「去年の思い出は、やっぱり阪神大賞典が1番ですね。今年の目標はオルフェーヴルとダノンバラードを真っ直ぐ走らせることです」(最多賞金獲得の池江泰寿調教師)
「去年1番印象に残っているのは、ルーラーシップが有馬記念のゲートで立ち上がったこと。ゲートの中で種馬の練習をしないでほしい」(最多勝利の角居調教師)
「(自分は)2012年最多審議対象騎手だと思う。今年の抱負は、斜行・蛇行しないで馬たちをゴールまでエスコートすることです」(最多勝利と最多賞金獲得の岩田騎手)
これらはすべて、先日のJRA賞表彰式で、ご本人が語った言葉(一部省略)です。
でもこれ、裏を返せば、去年の中央競馬は、真っ直ぐ走らなかったりまともにゲートを出なかったりする馬と、馬を真っ直ぐ走らせられない騎手によって席巻されていた、ってことになりませんか?

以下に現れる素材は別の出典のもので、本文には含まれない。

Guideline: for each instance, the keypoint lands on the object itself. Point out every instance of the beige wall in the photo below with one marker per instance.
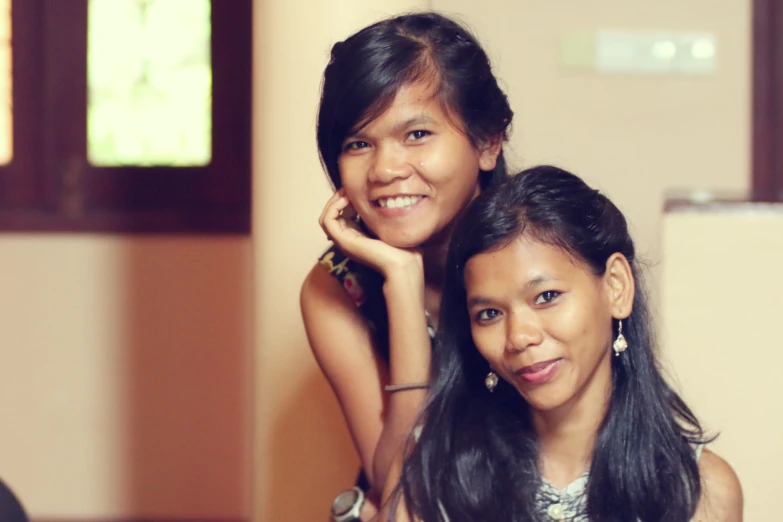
(124, 375)
(722, 296)
(634, 136)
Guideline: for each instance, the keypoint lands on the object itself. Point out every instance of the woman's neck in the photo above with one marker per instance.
(567, 434)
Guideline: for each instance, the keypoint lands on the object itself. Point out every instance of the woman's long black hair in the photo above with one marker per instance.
(367, 69)
(477, 455)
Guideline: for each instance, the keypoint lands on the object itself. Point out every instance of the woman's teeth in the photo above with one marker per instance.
(398, 202)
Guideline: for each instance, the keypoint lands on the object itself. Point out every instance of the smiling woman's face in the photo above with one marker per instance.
(543, 321)
(410, 172)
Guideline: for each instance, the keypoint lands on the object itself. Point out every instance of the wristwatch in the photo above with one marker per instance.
(347, 505)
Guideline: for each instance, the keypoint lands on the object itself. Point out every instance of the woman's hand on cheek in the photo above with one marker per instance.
(338, 220)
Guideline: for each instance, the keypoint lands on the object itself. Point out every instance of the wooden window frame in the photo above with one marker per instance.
(49, 184)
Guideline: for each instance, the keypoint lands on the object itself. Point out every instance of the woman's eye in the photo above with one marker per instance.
(419, 134)
(547, 297)
(488, 314)
(354, 145)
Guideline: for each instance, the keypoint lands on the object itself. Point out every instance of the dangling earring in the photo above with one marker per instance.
(491, 381)
(620, 344)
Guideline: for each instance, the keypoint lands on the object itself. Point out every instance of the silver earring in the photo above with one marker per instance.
(491, 381)
(620, 344)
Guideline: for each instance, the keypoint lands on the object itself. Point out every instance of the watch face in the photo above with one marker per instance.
(344, 502)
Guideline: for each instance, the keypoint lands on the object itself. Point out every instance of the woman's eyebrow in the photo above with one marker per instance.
(479, 300)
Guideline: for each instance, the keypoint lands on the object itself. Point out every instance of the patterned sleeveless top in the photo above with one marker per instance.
(568, 504)
(365, 288)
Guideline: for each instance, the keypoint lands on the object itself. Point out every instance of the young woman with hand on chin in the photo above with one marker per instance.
(410, 130)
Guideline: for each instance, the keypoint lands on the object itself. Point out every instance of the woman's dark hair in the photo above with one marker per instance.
(477, 453)
(366, 71)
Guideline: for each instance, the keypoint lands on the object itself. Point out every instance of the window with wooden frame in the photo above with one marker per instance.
(125, 115)
(767, 141)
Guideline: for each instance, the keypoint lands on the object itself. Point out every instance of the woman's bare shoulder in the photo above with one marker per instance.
(721, 496)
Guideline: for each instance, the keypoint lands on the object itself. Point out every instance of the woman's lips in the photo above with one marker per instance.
(396, 211)
(540, 372)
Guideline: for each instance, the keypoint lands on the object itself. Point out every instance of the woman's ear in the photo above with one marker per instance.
(489, 152)
(620, 285)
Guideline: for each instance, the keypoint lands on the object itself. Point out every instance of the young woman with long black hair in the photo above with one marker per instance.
(547, 399)
(410, 129)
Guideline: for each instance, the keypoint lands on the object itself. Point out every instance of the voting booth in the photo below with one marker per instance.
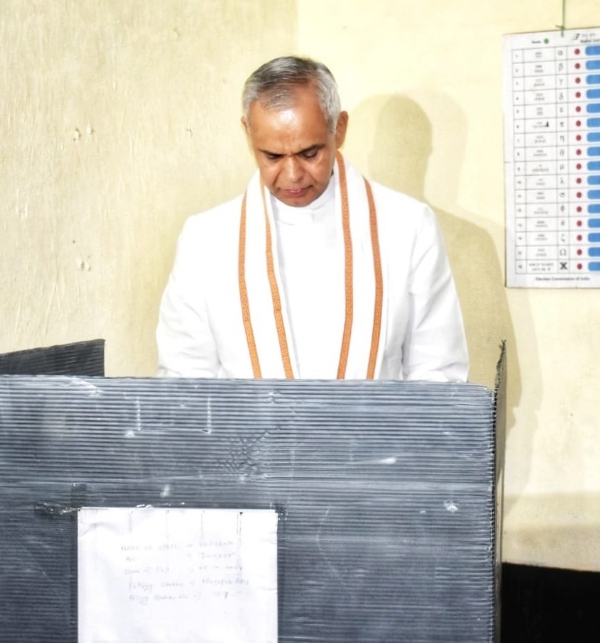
(255, 511)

アッ、私は決して3人の方々をケナそうとしているわけではありませんよ(私だって“よく噛む”アナウンサーですから)。阪神のマートン選手が「アイ・ドント・ライク・ノウミサン」と語って“問題”となり、さらにこれが大学の“入試問題”に引用されて話題になりましたね。それと同じく、先の私の話もちょっとした“ジョーク”。なので、サラッと流してくださるようお願いします。
それはさておき、「癖ある馬に能あり」ということわざがあります。他者とは違う“フツウじゃないところ”があるからこそ、卓越したパフォーマンスを披露できる。今の競馬は、そういう“能ある癖馬”がいるからおもしろい、とも言えるはずです。

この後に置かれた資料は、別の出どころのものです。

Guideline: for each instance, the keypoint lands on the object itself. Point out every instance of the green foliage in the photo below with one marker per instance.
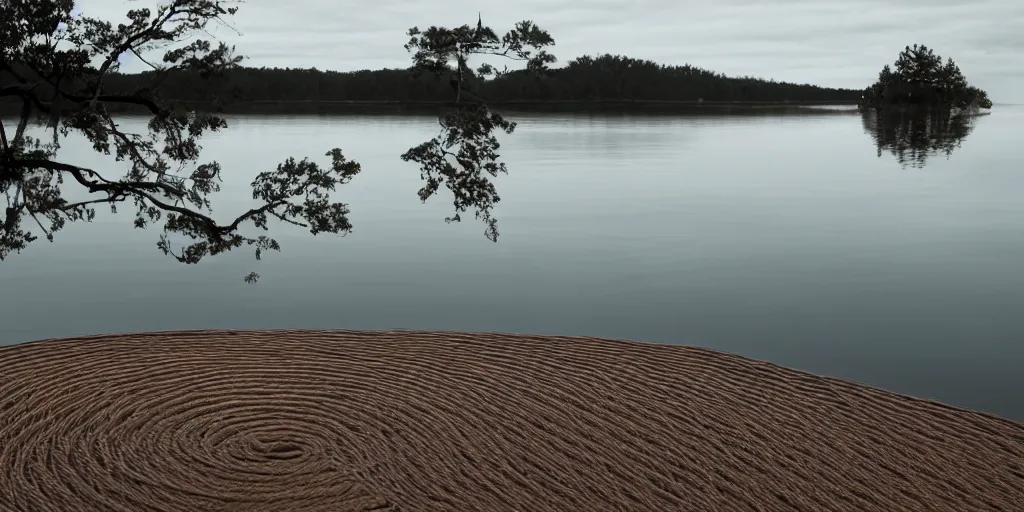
(920, 78)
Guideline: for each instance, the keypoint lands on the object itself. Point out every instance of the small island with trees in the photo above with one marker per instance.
(920, 78)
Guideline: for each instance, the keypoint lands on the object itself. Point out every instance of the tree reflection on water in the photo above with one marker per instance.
(912, 135)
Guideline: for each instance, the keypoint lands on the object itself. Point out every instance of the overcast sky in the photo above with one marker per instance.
(841, 43)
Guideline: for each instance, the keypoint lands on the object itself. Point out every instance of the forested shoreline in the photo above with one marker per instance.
(601, 82)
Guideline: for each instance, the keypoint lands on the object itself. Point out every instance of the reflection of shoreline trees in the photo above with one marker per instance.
(914, 134)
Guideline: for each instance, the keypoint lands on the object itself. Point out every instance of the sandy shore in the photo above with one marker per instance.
(303, 420)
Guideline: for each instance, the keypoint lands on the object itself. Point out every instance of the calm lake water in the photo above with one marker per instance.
(783, 238)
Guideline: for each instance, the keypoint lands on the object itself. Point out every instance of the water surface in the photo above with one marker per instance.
(792, 239)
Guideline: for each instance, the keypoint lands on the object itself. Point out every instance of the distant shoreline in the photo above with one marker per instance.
(391, 107)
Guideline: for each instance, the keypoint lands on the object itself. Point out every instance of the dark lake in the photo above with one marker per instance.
(889, 255)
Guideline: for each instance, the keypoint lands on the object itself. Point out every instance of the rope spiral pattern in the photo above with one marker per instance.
(342, 420)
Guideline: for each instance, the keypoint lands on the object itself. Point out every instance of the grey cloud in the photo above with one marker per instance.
(827, 42)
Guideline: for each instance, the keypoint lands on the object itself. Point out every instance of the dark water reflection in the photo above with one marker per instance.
(781, 238)
(914, 135)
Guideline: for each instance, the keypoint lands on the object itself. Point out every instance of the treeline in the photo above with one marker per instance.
(605, 78)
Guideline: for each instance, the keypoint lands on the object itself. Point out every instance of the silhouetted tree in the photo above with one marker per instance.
(464, 156)
(60, 70)
(920, 78)
(913, 135)
(587, 80)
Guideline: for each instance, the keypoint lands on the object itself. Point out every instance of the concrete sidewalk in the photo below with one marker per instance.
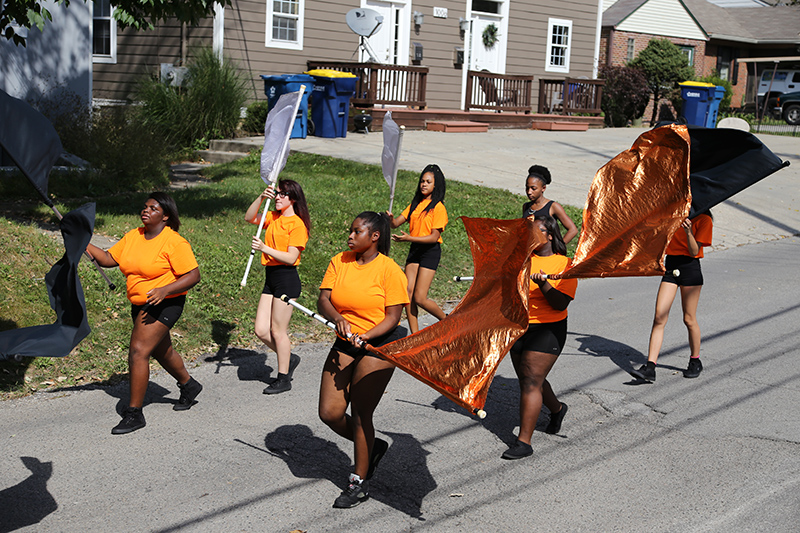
(500, 158)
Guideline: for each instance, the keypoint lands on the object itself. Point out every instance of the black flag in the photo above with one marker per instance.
(66, 297)
(725, 161)
(30, 140)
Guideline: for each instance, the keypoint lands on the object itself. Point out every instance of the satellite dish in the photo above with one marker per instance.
(364, 22)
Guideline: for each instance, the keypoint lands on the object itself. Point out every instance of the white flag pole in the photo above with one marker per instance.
(396, 164)
(273, 177)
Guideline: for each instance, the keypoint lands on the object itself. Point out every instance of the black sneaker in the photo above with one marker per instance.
(294, 360)
(354, 494)
(518, 450)
(645, 373)
(132, 419)
(379, 448)
(281, 384)
(189, 392)
(695, 367)
(555, 420)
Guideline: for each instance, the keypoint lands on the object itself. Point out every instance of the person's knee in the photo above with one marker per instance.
(263, 333)
(330, 416)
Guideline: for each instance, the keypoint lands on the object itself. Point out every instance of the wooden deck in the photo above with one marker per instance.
(418, 119)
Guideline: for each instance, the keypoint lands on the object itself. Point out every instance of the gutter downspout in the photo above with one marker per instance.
(596, 59)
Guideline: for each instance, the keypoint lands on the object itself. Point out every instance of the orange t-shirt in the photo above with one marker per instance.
(361, 293)
(149, 264)
(702, 228)
(539, 309)
(281, 232)
(422, 224)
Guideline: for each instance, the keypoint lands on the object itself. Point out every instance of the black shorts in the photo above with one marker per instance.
(546, 338)
(280, 280)
(344, 346)
(167, 312)
(689, 273)
(427, 255)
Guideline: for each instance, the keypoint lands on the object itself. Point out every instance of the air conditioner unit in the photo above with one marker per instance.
(172, 75)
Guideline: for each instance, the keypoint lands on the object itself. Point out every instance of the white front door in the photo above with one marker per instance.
(390, 42)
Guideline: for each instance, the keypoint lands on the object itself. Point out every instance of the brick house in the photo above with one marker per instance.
(713, 37)
(535, 37)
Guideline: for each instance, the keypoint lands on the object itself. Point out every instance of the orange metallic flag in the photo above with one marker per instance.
(458, 356)
(635, 204)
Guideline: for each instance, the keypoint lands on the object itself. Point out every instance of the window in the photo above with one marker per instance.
(558, 45)
(486, 6)
(104, 33)
(285, 24)
(688, 51)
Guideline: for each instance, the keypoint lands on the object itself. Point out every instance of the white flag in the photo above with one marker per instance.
(391, 149)
(277, 130)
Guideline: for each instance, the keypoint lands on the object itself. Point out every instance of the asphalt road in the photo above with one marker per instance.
(718, 453)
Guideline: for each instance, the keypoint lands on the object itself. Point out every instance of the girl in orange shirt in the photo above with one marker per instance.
(535, 185)
(159, 268)
(427, 218)
(285, 236)
(535, 353)
(363, 292)
(683, 257)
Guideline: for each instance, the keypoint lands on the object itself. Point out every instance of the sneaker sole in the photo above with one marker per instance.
(115, 431)
(639, 375)
(294, 361)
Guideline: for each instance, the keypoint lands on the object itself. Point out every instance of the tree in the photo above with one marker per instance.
(134, 13)
(663, 64)
(625, 95)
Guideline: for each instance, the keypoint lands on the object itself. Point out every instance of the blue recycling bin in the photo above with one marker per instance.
(275, 86)
(701, 102)
(330, 103)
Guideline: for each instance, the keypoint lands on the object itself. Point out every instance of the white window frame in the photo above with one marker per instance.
(552, 24)
(277, 43)
(688, 51)
(106, 58)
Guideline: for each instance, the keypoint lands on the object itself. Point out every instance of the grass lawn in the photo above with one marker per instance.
(219, 313)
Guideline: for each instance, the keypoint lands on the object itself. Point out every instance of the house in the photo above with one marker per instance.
(55, 68)
(532, 37)
(715, 35)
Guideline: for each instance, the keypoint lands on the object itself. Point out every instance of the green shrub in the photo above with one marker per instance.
(256, 117)
(209, 107)
(625, 95)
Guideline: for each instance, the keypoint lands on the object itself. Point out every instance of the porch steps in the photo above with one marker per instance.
(225, 150)
(559, 126)
(459, 126)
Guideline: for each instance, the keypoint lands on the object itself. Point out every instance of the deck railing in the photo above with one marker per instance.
(570, 96)
(380, 84)
(498, 92)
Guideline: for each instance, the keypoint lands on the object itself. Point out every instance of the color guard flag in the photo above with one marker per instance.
(724, 162)
(30, 140)
(66, 297)
(458, 356)
(277, 131)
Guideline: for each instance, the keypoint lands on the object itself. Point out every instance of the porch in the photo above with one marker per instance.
(498, 100)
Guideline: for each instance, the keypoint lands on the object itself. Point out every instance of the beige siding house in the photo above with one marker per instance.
(535, 37)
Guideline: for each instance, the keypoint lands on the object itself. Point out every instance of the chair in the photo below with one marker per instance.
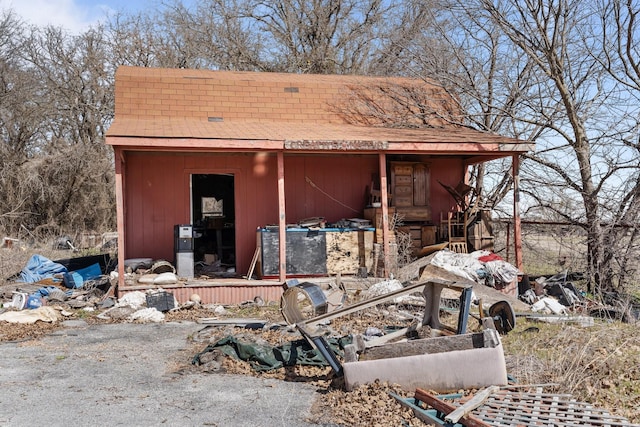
(457, 228)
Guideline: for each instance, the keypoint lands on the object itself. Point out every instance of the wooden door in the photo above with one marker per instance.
(420, 185)
(402, 175)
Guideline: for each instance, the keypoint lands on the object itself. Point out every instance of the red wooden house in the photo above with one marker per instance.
(239, 152)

ただ、真っ直ぐ走らないこともある馬と、それを御しきれないこともある騎手(どんなに注意していても、という場合も含みます)がいるかぎり、今年のAJCCみたいなことは今後も起きると覚悟しなければなりません。そこであえて“問題発言”級の大胆な提言をさせていただきます。

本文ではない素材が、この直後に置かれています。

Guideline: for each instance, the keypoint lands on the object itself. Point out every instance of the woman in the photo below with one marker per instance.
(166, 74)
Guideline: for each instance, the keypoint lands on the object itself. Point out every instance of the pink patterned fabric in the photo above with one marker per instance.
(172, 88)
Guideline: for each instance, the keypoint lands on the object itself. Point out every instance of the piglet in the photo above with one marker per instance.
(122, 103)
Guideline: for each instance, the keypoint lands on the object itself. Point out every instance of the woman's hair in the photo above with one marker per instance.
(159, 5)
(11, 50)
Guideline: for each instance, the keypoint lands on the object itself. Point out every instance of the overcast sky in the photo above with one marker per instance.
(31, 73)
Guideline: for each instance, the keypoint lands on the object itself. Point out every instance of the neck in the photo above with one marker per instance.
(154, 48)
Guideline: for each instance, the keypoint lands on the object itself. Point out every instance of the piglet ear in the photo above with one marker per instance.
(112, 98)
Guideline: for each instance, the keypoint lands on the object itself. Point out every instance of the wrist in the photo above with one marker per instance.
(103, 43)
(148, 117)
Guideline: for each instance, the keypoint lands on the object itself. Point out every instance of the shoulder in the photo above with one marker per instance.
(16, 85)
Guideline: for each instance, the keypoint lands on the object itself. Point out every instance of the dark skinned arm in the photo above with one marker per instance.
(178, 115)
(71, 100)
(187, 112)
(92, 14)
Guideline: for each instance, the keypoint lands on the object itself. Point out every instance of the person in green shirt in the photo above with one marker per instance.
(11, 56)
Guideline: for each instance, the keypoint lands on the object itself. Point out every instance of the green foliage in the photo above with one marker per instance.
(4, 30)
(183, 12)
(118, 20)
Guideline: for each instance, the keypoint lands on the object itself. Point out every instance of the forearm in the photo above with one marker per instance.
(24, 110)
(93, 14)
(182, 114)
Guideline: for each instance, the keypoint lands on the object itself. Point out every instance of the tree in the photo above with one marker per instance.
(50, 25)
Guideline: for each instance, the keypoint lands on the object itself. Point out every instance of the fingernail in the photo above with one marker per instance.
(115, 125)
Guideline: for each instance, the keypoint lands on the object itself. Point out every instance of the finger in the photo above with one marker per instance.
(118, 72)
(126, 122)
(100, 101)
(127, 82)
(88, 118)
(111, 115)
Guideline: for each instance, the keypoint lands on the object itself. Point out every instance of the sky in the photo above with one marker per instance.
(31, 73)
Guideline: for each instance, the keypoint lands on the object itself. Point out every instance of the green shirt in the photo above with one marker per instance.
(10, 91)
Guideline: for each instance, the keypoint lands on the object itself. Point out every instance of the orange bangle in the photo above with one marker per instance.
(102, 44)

馬券の払戻は、“後検量”に問題がなければ、走行妨害による降着、失格の有無にかかわらず、すべて到達順位に従って行う、としたらいかがでしょう?
レース確定後に禁止薬物の検出で着順変更があっても、馬券の払戻は当初の着順をもとに行われますよね?走行妨害も、これと同じ扱いにしちゃうんです。
他馬の進路をふさぐような斜行があった場合はひとまず審議の対象とし、それが着順変更または失格にあたるものかどうかは、あとでじっくり時間をかけて結論を出す。そのほうがスムーズに事が運ぶんじゃないですか?
「それじゃぁ、日本ダービーの後、すぐに表彰式が行われない時もある?」。そう、それは仕方ありません。表彰式のためにレースをやっているわけじゃないんですから。まぁこれって、“問題発言”どころか、“天下の暴論”なんですけどね。